Stowe stood with his vial and grabbed a folded sheet of parchment. “I never even left the mountains before this, but I’m pretty sure we passed Settler’s Barrows. Looked mighty like the little picture on the map.”
Kase extricated himself from the blanket and forced himself to stand, using the burly maple trunk for support. Without the blanket covering him, the crisp early morning airpenetrated every exposed bit of skin and worked its way into his bones. He glanced back down at the blanket and its glittering fibers. “You said you found those on the hover?”
Stowe handed him the vial he’d been carrying. Kase took it, but he didn’t drink. Stowe didn’t comment further, only retrieved the blanket. He folded it over one arm and shrugged. “Felt warm, and you looked awful cold.”
Kase tapped the stopper on the vial. “What’s in this?”
“Pick Up tonic with coffee shavings. Gotta be careful with ‘em; I could only get a bag of roasted beans from Rubikan traders once a year. Coffee don’t grow up in the mountains.”
Kase threw back the contents. He didn’t think it’d help his predicament, but it wouldn’t hurt either. He grimaced at the chilled concoction. “Definitely better hot.”
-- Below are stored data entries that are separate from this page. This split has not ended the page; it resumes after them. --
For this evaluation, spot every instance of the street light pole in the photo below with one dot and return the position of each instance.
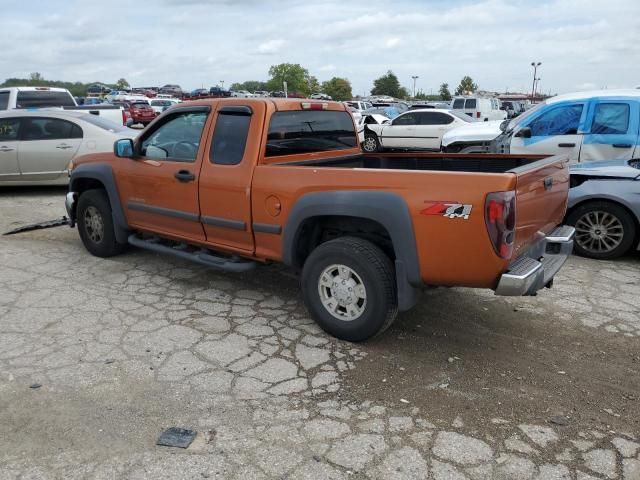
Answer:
(535, 70)
(415, 77)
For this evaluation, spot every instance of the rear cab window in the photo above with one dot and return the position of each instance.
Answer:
(611, 119)
(308, 131)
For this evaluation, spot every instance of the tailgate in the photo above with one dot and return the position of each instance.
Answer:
(541, 199)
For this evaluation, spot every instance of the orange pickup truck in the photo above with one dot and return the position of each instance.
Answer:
(233, 183)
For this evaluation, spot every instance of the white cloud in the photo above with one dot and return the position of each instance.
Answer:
(271, 46)
(198, 42)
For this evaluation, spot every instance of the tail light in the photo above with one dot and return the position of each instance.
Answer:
(500, 218)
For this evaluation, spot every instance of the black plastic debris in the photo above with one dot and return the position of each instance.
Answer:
(39, 226)
(176, 437)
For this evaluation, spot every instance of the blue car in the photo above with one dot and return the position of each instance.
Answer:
(604, 208)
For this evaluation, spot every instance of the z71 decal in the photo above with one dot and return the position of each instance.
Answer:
(448, 210)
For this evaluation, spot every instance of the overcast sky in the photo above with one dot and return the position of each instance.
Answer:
(582, 44)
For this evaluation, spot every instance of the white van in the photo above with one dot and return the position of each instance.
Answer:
(479, 108)
(586, 126)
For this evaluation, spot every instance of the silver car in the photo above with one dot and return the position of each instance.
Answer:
(604, 207)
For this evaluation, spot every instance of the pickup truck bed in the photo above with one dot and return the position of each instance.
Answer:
(232, 183)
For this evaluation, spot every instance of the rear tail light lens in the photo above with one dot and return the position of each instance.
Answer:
(500, 218)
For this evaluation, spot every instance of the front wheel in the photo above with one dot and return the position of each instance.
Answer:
(604, 230)
(371, 143)
(95, 224)
(349, 288)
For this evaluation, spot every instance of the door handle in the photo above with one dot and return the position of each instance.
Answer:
(185, 176)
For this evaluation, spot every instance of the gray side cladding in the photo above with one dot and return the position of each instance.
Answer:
(386, 208)
(104, 174)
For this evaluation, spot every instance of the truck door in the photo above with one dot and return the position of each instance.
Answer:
(557, 129)
(9, 131)
(159, 187)
(225, 179)
(613, 131)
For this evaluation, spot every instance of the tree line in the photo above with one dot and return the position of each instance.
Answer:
(297, 77)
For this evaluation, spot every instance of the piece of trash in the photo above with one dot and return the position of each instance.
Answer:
(559, 420)
(176, 437)
(39, 226)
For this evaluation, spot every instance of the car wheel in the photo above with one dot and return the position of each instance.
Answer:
(95, 224)
(604, 230)
(371, 143)
(349, 288)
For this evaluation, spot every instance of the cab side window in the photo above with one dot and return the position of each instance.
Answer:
(230, 136)
(9, 129)
(611, 119)
(178, 139)
(557, 121)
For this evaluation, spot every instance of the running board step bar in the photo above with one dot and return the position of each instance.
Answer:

Stowe let out a barking laugh and handed Kase the map. “Would’ve warmed it if I thought banking a fire was wise.”
Kase handed back the empty vial and opened the map. It had to be an older version, because it still featured a unified Tev Rubika, but it was better than nothing. “Where’d you get this from?”
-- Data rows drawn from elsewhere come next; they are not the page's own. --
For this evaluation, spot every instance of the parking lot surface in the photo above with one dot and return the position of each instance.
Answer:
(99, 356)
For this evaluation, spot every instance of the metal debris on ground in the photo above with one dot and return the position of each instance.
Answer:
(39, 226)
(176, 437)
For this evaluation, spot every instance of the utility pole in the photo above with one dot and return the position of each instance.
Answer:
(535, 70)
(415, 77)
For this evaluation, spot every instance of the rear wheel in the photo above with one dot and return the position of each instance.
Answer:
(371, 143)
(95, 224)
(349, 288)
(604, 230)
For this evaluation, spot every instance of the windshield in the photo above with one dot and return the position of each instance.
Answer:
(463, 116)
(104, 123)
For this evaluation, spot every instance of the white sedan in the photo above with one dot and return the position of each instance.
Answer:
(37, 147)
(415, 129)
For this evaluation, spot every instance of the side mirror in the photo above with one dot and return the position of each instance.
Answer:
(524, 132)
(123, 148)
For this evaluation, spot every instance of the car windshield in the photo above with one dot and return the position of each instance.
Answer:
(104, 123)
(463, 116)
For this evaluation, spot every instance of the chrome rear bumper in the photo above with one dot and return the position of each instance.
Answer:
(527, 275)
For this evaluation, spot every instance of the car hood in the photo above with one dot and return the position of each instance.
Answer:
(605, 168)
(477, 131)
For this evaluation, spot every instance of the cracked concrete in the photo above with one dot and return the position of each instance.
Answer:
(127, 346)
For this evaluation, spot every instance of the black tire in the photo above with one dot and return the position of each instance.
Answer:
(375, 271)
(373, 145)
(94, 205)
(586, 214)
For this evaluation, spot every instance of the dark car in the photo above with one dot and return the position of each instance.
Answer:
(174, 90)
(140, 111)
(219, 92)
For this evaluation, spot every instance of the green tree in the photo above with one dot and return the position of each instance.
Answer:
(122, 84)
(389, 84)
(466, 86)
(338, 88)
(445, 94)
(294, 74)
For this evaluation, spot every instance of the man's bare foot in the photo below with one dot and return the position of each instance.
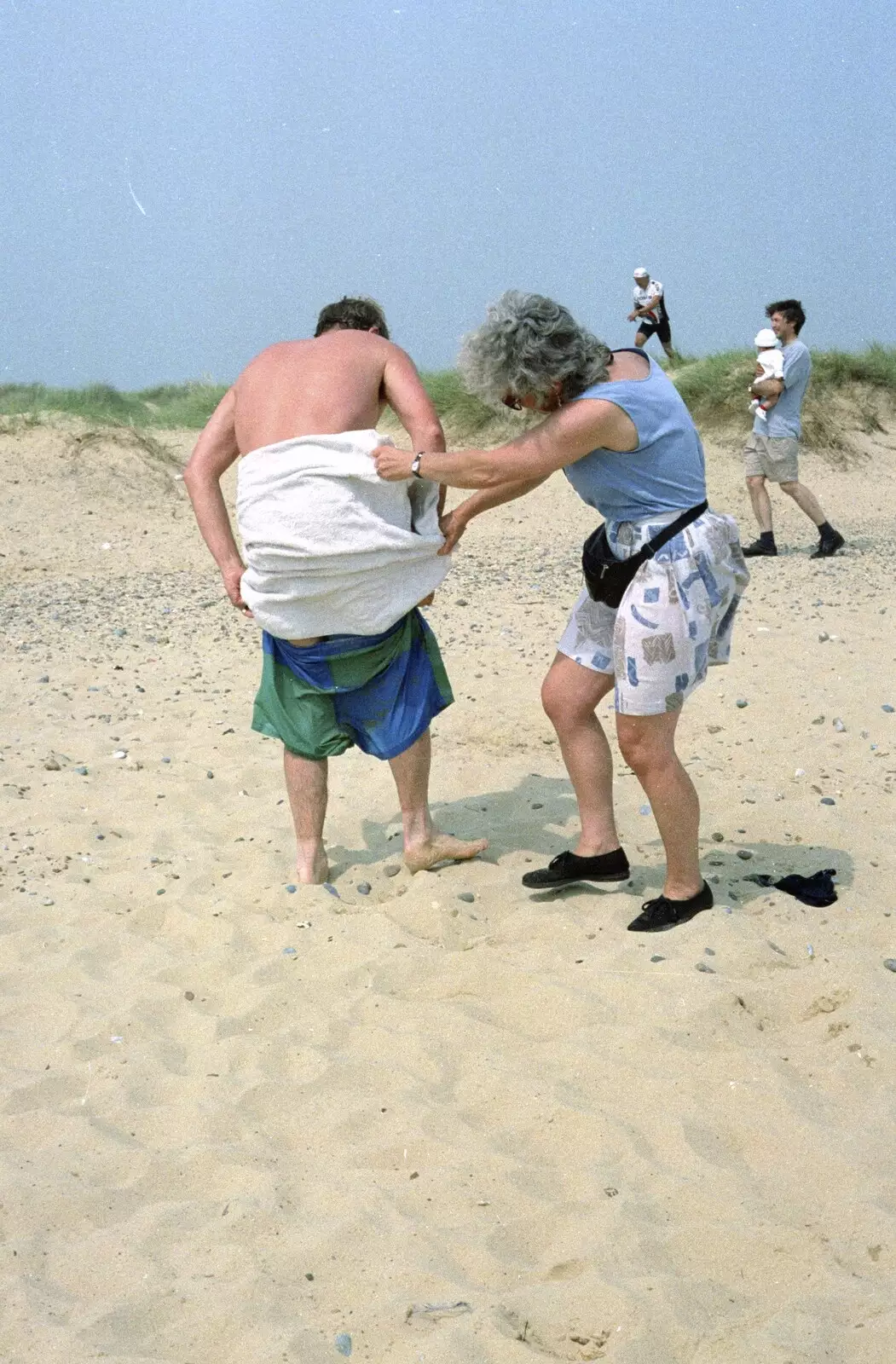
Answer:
(442, 847)
(316, 873)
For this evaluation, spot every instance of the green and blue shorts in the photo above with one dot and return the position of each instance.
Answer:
(379, 692)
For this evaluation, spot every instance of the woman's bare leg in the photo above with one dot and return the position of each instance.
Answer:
(570, 695)
(648, 747)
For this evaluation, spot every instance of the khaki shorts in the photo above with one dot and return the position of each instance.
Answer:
(773, 456)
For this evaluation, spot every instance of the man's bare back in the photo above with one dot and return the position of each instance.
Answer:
(338, 382)
(341, 381)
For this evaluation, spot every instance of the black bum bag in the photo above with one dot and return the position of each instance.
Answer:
(606, 576)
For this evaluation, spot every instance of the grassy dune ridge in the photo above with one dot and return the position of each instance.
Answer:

Stowe tied up his pack. “We’ve had it a while. Still has Ravenhelm on it.”
“Niels said something about that place. Not sure what it is, though.”
Stowe grabbed both packs and the strange blanket. “Ruins, mainly. Before this last winter’s attack, Ravenhelm’s was the worst in mountain history. Leveled the whole place. Killed everyone except a little boy not higher than a grasshopper. Killed the commander with a well-placed crossbolt, some stories say. Heard some crazier ones, but fifty years will grow a story good, and I wasn’t but a wee lad myself.”
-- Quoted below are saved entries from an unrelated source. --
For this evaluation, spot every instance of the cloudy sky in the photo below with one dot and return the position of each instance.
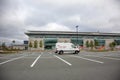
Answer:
(18, 16)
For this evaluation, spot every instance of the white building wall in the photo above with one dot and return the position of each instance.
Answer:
(38, 43)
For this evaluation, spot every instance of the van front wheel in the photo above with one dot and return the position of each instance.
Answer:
(61, 52)
(76, 52)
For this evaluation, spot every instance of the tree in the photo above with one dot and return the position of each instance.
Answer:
(96, 43)
(112, 45)
(4, 46)
(13, 41)
(30, 44)
(91, 44)
(87, 44)
(40, 44)
(35, 44)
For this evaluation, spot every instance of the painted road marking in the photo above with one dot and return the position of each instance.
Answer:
(89, 59)
(35, 60)
(63, 60)
(103, 57)
(11, 60)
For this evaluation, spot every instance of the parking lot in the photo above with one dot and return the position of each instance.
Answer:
(51, 66)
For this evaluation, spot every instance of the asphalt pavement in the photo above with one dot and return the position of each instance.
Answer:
(51, 66)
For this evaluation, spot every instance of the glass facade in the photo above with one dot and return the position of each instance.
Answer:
(75, 41)
(49, 43)
(100, 42)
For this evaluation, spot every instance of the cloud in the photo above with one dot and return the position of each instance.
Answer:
(18, 16)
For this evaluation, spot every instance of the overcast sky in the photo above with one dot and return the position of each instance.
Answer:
(18, 16)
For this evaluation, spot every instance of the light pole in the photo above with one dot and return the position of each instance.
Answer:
(77, 33)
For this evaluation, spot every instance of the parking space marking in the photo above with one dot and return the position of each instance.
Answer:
(63, 60)
(88, 59)
(103, 57)
(35, 60)
(11, 60)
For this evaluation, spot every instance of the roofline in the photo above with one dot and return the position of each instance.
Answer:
(69, 32)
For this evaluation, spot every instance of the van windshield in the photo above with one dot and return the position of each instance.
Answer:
(73, 46)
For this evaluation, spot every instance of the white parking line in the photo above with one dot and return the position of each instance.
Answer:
(103, 57)
(63, 60)
(89, 59)
(35, 61)
(11, 60)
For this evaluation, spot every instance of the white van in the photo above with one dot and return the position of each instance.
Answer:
(66, 48)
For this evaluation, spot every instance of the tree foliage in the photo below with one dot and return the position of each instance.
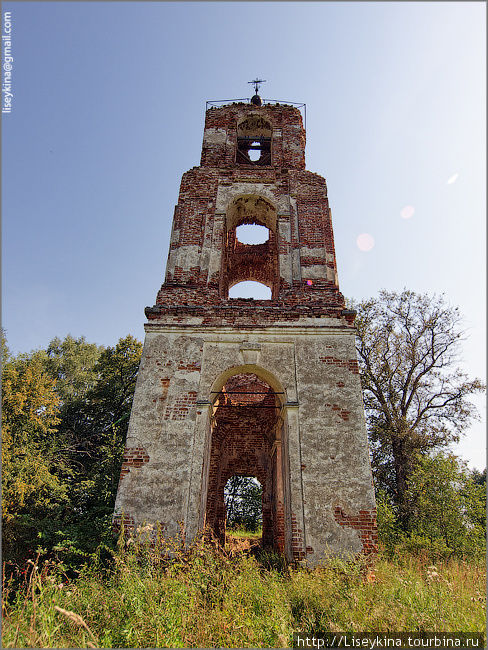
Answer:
(65, 416)
(31, 455)
(243, 502)
(448, 509)
(415, 395)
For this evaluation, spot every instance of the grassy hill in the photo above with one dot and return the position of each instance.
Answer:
(204, 597)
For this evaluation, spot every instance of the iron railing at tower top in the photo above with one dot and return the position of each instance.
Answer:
(302, 107)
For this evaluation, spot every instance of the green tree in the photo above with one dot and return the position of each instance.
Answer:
(415, 396)
(65, 417)
(243, 502)
(447, 505)
(32, 490)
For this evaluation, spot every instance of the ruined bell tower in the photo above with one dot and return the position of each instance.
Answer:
(253, 387)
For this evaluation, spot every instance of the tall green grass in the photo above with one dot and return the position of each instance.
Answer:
(204, 597)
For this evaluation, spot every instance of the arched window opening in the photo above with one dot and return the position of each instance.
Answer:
(243, 496)
(253, 141)
(250, 289)
(250, 246)
(252, 234)
(254, 152)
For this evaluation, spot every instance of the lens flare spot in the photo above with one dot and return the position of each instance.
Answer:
(407, 212)
(365, 242)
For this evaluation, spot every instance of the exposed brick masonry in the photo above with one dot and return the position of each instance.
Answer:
(365, 523)
(133, 457)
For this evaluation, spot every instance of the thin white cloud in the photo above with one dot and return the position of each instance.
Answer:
(407, 212)
(365, 242)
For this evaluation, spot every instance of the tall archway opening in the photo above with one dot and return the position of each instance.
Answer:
(246, 439)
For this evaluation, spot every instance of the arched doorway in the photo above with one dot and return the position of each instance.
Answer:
(246, 437)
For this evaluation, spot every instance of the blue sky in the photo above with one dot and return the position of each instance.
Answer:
(108, 113)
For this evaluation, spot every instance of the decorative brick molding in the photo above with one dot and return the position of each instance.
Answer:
(123, 520)
(181, 407)
(365, 523)
(342, 413)
(133, 457)
(350, 364)
(297, 540)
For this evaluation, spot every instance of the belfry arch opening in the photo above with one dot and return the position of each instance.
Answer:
(256, 262)
(253, 141)
(250, 289)
(247, 438)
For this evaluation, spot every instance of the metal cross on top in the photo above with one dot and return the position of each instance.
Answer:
(256, 83)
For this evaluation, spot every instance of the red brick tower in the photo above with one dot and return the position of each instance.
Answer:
(263, 388)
Something about the story tickled at the back of Kase’s mind, but with so much else whirling through it, he couldn’t quite get his hands around the thought.
He looked back at the map instead, trying to ignore the odd feeling about the ruined town.
Stowe stuck a finger at Settlers’ Barrows. “Passed that a little ways back, I tell ya.”
Kase rubbed his jaw. The short beard that had begun growing in the last few weeks or so prickled his fingers. He briefly wondered if Hallie would approve of the longer style. Would she like it if Niels grew one?
Blast it.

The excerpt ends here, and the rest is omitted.